Лим Дин исчез. Струан прошел через спальню к отдельной комнатке, которая предназначалась только для принятия ванн и отправлений естественных надобностей. Робб расхохотался, когда увидел ее на плане. Тем не менее Струан настоял, чтобы это нововведение было построено в точности, как он задумал.
Высокая медная ванна стояла на небольшом возвышении, от нее через стену был протянут желоб, отводивший воду в глубокую, заполненную крупными камнями яму, которую специально для этого отрыли в саду. Над ванной с потолочного бруса свисало железное ведро с продырявленным дном. К этому ведру тянулась труба от бака с пресной водой на крыше. Труба была снабжена краном. Туалет представлял собой отгороженный со всех сторон закуток со съемной крышкой, ведро можно было вынимать и использовать его содержимое как удобрение для сада.
Ванна была уже наполнена. Струан скинул пропахшую потом одежду и с наслаждением вступил в горячую воду. Он лег на спину и расслабился.
Дверь спальной открылась, и вошла Мэй-мэй.

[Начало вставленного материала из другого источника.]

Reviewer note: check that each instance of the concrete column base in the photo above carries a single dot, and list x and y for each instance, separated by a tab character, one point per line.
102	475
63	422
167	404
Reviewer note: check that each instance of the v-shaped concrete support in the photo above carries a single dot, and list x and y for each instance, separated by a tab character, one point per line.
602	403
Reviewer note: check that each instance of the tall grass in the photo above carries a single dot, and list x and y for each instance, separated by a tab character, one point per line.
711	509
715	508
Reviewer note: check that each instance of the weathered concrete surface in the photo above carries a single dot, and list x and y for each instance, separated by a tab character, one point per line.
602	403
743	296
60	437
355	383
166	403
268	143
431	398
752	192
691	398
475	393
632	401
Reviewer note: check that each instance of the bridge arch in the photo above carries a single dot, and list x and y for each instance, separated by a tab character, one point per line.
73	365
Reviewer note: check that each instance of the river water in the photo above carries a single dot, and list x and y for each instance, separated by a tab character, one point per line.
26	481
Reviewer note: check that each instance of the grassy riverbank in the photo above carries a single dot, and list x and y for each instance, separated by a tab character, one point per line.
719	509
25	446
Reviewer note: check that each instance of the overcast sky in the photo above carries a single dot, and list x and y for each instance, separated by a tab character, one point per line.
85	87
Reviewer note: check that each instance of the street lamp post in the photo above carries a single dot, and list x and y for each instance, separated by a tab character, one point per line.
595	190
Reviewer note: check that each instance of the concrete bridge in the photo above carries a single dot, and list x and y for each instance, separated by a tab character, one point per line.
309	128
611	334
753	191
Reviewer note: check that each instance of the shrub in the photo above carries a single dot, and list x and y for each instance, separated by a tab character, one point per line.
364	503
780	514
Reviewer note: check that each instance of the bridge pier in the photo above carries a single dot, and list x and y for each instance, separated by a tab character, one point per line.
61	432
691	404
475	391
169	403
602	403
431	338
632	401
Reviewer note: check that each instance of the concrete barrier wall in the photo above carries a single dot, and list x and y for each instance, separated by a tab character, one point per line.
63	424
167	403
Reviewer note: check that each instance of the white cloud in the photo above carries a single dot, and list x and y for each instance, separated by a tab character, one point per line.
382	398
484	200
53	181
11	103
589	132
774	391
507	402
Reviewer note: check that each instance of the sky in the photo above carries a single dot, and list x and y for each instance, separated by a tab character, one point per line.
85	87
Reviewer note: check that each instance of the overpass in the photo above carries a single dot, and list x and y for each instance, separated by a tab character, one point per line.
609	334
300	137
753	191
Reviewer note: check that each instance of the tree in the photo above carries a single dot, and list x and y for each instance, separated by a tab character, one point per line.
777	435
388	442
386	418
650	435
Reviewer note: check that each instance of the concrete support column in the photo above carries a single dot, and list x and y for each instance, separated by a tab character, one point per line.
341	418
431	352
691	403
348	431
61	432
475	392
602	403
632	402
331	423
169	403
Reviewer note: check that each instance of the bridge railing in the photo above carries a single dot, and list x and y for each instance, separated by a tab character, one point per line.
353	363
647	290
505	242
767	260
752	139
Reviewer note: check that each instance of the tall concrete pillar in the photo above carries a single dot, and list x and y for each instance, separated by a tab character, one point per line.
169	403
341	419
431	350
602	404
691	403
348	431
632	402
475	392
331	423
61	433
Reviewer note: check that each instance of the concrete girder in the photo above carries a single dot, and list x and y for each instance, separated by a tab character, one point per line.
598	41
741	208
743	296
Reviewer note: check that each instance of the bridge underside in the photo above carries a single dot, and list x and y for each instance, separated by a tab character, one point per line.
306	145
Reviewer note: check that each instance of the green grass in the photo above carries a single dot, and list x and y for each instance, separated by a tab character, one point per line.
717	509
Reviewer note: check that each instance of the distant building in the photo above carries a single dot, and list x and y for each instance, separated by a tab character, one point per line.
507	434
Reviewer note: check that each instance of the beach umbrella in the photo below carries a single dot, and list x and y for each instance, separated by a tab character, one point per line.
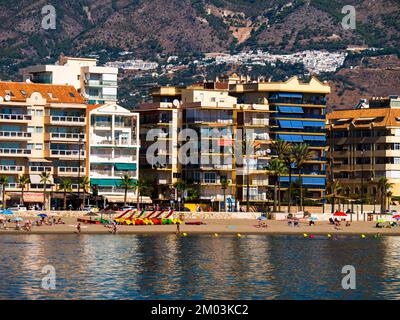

За ней следовала А Сам, неся поднос с чаем и горячими дим сум, рядом семенил Лим Дин. Все они прошли в ванную, и Струан закрыл глаза в немом отчаянии: никакое количество объяснений и увещеваний не могло заставить А Сам понять, что ей нельзя входить в ванную, когда он моется.
– Хэллоу, Тай-Пэн, – приветствовала его Мэй-мэй с восхитительной улыбкой. Все его раздражение как рукой сняло. – Мы будем пить чай вместе, – добавила она.
– Хорошо.
Лим Дин собрал грязную одежду и исчез. А Сам с веселым видом поставила поднос: она уже знала, что выиграла спор. Повернувшись к Мэй-мэй, девушка сказала несколько слов на кантонском, и ее хозяйка расхохоталась, после чего А Сам хихикнула, выбежала из ванной и закрыла за собой дверь.
– Что, черт возьми, она тебе сказала?
– Так, женские разговоры! – Он поднял губку, намереваясь запустить ею в нее, и Мэй-мэй торопливо добавила: – Она сказала, что ты очень могучий мужчин.
– Почему, ради всего святого, А Сам не может понять, что ванна не для посторонних глаз?
– А Сам очень непосторонняя, не беспокойся. Зачем ты стыдишься, хей? Она так гордится тобой. Тебе нечего стыдиться. – Она сняла свой халат, вступила в ванну и опустилась в нее с другого конца. Затем разлила чай и подала ему чашку.
– Спасибо. – Он выпил чай, протянул руку и съел один дим сум.
– Бой был интересный? – спросила Мэй-мэй. Она заметила зажившие шрамы, которые ее зубы оставили на его предплечье, и спрятала улыбку.
– Превосходный.
– Почему ты был такой сердитый?
– Так, без всякой причины. М-м, это вкусно, – сказал он и съел еще один дим сум. Потом улыбнулся ей: – Ты прекрасна, и я не могу вообразить себе более приятного чаепития.
– Ты тоже прекрасен.
– Что наш дом? Его профеншуили?
– Когда будет конкурс платьев?
– В полночь. Зачем тебе? Она пожала плечами.
– За полчаса до полуночи ты можешь зайти сюда?